Merthin pointed down. “Hey, look what’s happening!”
“I’d rather not look down…”
“I think Philemon is leaving for Avignon.”
She had to see that. She was standing on a broad platform of planks, but all the same she had to hold on tight with both hands to the upright pole to convince herself that she was not falling. She swallowed hard and directed her gaze down the perpendicular side of the tower to the ground below.
It was worth the effort. A charette drawn by two oxen was outside the prior’s palace. An escort consisting of a monk and a man-at-arms, both on horseback, waited patiently. Philemon stood beside the charette while the monks of Kingsbridge came forward, one by one, and kissed his hand.
When they had all done, Brother Sime handed him a black-and-white cat, and Caris recognized the descendant of Godwyn’s cat Archbishop.
Philemon climbed into the carriage and the driver whipped the oxen. The vehicle lumbered slowly out of the gate and down the main street. Caris and Merthin watched it cross the double bridge and disappear into the suburbs.
“Thank God he’s gone,” said Caris.
Merthin looked up. “Not much farther to the top,” he said. “Soon you will be higher off the ground than any woman in England has ever stood.” He began to climb again.
The wind grew stronger but, despite her anxiety, Caris felt exhilarated. This was Merthin’s dream, and he had made it come true. Every day for hundreds of years people for miles around would look at this spire and think how beautiful it was.
They reached the top of the scaffolding and stood on the stage that encircled the peak of the spire. Caris tried to forget that there was no railing around the platform to stop them falling off.
At the point of the spire was a cross. It had looked small from the ground, but now Caris saw that it was taller than she.

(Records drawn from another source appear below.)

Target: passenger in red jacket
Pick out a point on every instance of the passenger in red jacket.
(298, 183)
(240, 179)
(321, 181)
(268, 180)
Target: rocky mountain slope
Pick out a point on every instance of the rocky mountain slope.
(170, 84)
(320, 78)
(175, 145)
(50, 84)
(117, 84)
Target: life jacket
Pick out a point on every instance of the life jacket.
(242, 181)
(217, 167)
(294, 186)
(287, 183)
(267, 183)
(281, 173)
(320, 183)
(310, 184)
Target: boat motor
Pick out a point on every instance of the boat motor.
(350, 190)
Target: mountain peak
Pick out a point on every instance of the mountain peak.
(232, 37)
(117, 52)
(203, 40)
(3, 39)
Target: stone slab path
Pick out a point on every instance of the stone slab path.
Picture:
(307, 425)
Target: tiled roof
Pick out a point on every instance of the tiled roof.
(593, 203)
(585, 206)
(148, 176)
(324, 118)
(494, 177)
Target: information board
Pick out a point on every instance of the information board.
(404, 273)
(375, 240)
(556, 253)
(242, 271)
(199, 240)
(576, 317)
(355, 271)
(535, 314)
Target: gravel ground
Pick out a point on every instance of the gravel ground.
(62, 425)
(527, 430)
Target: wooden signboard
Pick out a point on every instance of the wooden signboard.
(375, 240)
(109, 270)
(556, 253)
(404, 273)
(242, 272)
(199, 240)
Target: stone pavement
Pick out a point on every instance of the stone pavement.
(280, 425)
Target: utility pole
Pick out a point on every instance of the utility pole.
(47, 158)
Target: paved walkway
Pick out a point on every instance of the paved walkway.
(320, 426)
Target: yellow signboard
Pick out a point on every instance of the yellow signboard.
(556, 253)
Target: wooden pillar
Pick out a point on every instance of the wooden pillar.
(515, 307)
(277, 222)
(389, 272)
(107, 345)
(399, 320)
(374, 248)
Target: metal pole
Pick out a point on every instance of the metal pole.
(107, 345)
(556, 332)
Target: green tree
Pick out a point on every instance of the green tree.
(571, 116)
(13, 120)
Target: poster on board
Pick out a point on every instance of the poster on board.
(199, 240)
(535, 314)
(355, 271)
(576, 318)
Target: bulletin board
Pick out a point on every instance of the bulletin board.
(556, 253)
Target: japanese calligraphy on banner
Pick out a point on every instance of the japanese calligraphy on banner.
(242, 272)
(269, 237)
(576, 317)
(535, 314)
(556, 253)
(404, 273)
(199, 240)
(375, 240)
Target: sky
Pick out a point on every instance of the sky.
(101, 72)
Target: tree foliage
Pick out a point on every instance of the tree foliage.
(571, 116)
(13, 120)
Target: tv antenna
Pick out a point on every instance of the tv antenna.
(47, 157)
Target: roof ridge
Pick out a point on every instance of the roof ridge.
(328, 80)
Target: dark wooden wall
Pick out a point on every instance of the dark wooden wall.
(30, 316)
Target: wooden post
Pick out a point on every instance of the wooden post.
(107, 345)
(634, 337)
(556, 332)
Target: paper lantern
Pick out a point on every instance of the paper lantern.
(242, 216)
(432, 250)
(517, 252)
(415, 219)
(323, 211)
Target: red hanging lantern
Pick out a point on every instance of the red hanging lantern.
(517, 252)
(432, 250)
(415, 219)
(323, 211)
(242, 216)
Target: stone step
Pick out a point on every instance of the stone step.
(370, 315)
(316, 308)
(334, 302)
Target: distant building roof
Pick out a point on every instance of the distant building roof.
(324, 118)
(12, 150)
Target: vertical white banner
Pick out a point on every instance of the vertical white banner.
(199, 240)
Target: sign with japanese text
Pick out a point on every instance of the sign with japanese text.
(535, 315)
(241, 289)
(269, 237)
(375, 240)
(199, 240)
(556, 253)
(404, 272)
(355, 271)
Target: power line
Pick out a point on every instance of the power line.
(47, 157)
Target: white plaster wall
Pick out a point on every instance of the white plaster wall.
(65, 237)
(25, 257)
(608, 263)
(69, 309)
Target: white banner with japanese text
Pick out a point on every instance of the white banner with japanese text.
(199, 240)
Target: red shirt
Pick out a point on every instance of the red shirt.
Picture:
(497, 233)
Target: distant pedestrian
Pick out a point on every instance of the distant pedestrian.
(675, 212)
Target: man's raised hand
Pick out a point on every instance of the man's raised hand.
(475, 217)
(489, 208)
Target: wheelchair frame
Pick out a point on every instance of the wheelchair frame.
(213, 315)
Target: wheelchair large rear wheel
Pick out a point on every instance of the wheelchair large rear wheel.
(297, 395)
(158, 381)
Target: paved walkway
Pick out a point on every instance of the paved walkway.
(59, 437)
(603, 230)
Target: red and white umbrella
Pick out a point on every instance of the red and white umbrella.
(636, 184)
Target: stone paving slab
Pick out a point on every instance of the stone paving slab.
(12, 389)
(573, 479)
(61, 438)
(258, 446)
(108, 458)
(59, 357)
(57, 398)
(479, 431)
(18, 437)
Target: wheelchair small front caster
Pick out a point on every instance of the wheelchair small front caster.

“There’s always a cross at the top of a spire,” Merthin said. “That’s conventional. Aside from that, practice varies. At Chartres, the cross bears an image of the sun. I’ve done something different.”
Caris saw that, at the foot of the cross, Merthin had placed a life-size stone angel. The kneeling figure was not gazing up at the cross, but out to the west, over the town. Looking more closely, Caris saw that the angel’s features were not conventional. The small round face was clearly female, and looked vaguely familiar, with neat features and short hair.
Then she realized that the face was her own.
She was amazed. “Will they let you do that?” she said.
Merthin nodded. “Half the town thinks you’re an angel already.”
“I’m not, though,” she said.
“No,” he said with the familiar grin that she loved so much. “But you’re the closest they’ve seen.”
The wind blustered suddenly. Caris grabbed Merthin. He held her tightly, standing confidently on spread feet. The gust died away as quickly as it had come, but Merthin and Caris remained locked together, standing there at the top of the world, for a long time afterwards.